Ziel muss es sein, die bürokratischen Kosten aber nicht noch zu steigern, sondern zu verringern und die überlasteten Mitarbeiter des LAGeSo – und da sind wir uns auch einig – zu entlasten. Auch kann meines Erachtens die AOK fundierte Einschätzungen über den Einsatz medizinischer Mittel abgeben als das LAGeSO oder Mitarbeiter der Sozialämter, ohne denen zu nahe treten zu wollen.

Hamburg und Bremen haben belegt, dass trotz Chipkarte – und das ist mir wichtig festzustellen – die dortigen Gesundheitskosten pro Person nicht gestiegen sind. Wir sind uns sicherlich auch ganz schnell einig, dass eine schnelle, wirksame Behandlung von Krankheiten immer kostensparender ist, als an verschleppten Krankheiten später herumzudoktern. Abgesehen davon, dass an dieser Stelle auch der Faktor der Menschlichkeit für uns eine große Rolle spielt.

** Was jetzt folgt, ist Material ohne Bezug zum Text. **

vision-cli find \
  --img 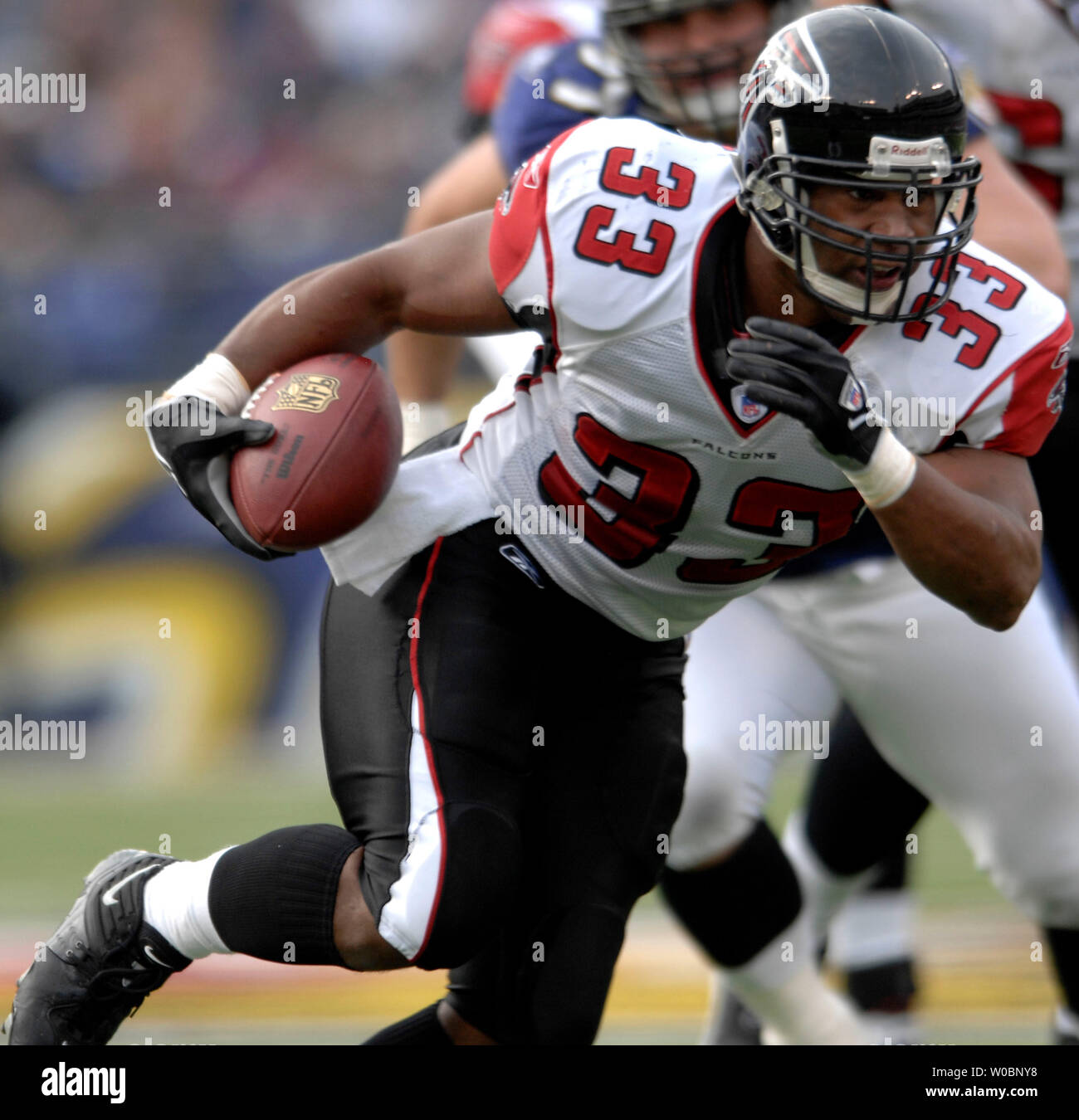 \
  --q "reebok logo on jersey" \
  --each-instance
[499,544,544,590]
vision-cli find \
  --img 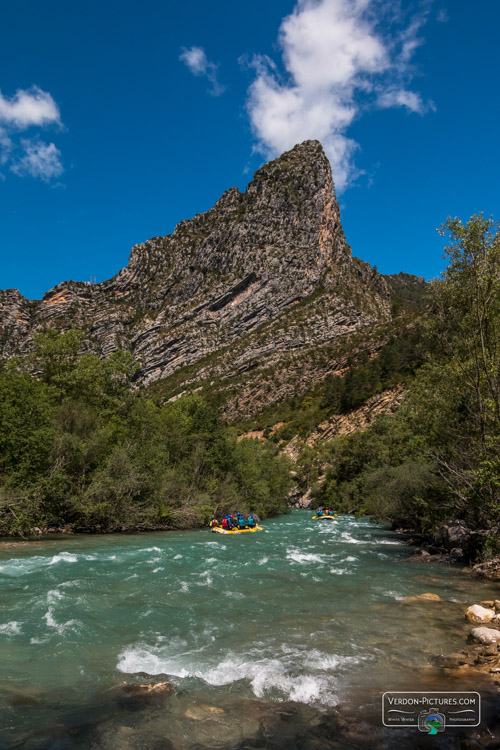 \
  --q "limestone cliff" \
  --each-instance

Abschließend: Wir werden den Senat bei seinen fort-schreitenden Bemühungen um die Einführung einer Chipkarte und alles, was dazu gehört, auch weiterhin kraftvoll und zielgerichtet unterstützen, und in diese Arbeit werden wir auch den vorliegenden Antrag der Piraten im Rahmen der Ausschussarbeit einbeziehen. – Ich danke Ihnen!